In short: Guimoon: The Lightless Door (2021)

Original title: 귀문 gwi-mun

In 1990, a janitor at a country community centre goes on a killing spree with a shovel, murdering quite a few visitors and colleagues. Afterwards, the building is haunted by strange acts of violence, and is quickly condemned, Yet even then, it seems to draw people to their doom, keeping their spirits trapped between the worlds of the living and the dead. Particularly the last night of the Lunar Year is a dangerous time, for then, the moon of the afterlife rises above the building, opening the titular lightless door that seems to transcend space and time.

More than half a decade after the killings, an experienced shaman attempts to cleanse the building and free the trapped spirits, but is overwhelmed and killed herself instead. Some years later, in 2002, her son Do-jin (Kim Kang-woo), armed with years of research, the basic abilities that come with his lineage, and a spirit-exorcising dagger, enters the building on the last night of the Lunar Year to finish what his mother started.

He encounters, ghosts, ghoulies, as well as spatial and temporal shifts that let him cross ways with a group of film students exploring the place in 1995. He’ll also learn what actually causes the rather spectacular hauntings.

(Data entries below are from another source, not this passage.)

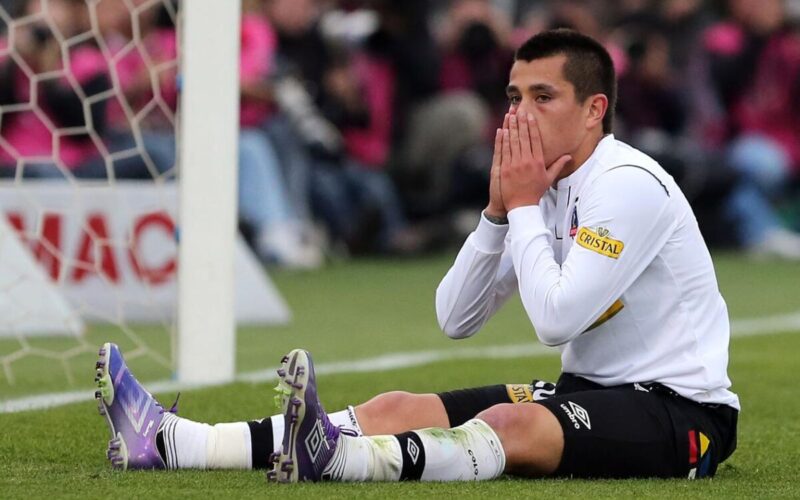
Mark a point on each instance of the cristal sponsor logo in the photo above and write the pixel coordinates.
(599, 242)
(136, 408)
(315, 440)
(413, 451)
(577, 415)
(474, 463)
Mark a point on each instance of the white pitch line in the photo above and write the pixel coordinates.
(739, 328)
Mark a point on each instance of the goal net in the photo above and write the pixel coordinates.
(96, 215)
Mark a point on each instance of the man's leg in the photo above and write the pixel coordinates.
(621, 432)
(173, 442)
(314, 449)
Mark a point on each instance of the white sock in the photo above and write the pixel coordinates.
(471, 451)
(194, 445)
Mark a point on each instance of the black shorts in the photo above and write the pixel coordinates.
(638, 430)
(635, 430)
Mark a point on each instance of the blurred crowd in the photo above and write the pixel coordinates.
(367, 125)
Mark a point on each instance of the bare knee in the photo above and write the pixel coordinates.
(531, 435)
(400, 411)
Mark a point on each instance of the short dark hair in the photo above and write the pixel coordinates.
(589, 67)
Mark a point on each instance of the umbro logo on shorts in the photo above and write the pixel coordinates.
(577, 415)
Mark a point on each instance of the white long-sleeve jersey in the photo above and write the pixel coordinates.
(612, 268)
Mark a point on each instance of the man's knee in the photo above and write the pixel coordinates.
(399, 411)
(386, 404)
(531, 435)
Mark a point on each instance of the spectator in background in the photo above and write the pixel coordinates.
(141, 119)
(346, 129)
(751, 65)
(653, 116)
(475, 40)
(147, 77)
(38, 142)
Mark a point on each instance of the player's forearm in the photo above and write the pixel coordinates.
(559, 302)
(467, 296)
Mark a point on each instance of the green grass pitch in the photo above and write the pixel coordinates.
(373, 307)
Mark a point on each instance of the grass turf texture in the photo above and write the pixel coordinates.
(368, 308)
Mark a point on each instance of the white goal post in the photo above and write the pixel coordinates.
(153, 262)
(209, 128)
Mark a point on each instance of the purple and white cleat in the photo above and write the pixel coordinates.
(309, 438)
(133, 414)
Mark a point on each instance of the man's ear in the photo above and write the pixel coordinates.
(598, 105)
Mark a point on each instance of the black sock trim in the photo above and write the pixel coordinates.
(413, 456)
(261, 442)
(162, 449)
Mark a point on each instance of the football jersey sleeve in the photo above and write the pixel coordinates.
(479, 282)
(625, 221)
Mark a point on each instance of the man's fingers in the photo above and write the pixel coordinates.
(524, 139)
(516, 150)
(498, 148)
(556, 168)
(506, 148)
(536, 137)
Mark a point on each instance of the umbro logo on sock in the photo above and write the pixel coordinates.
(577, 415)
(413, 451)
(315, 440)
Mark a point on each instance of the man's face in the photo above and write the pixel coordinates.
(539, 87)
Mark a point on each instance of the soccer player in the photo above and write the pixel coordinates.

I had a lot of fun with Shim Duck-geun’s Guimoon. At its core, it’s yet another film that nearly exclusively consists of groups of people trampling through creepy modern ruins encountering supernatural stuff, and proceeds to present a series of not terribly original creep-outs set pieces in the manner of your basic haunted house ride. However, while there’s a certain lack of originality in the scares, and very little characterisation and character development on display beyond character set-ups necessary for the plot, the film isn’t lacking in variety. Shim seems to be very adept at all basic horror techniques, pacing moments of suspense and jump scares with quite a bit more mood building than movies about people walking through haunted ruins usually get up to.

The film also does quite a bit of effective work with the timey-whimey stuff. It uses the temporal shifts and crossings of times and space not just to fill in backstory in a visually more exciting manner than having Do-jin go through files would provide, but clearly also aims to engender a feeling of confusion in its viewers, very effectively turning your basic industrial ruin into a stranger and more interesting place than it would otherwise be.

All of which suggests filmmakers that have watched about as many of these kinds of horror movies as I have, have managed to identify their major problems, and decided not to copy others’ mistakes. Consequently, Guimoon turns into a fun, spooky time.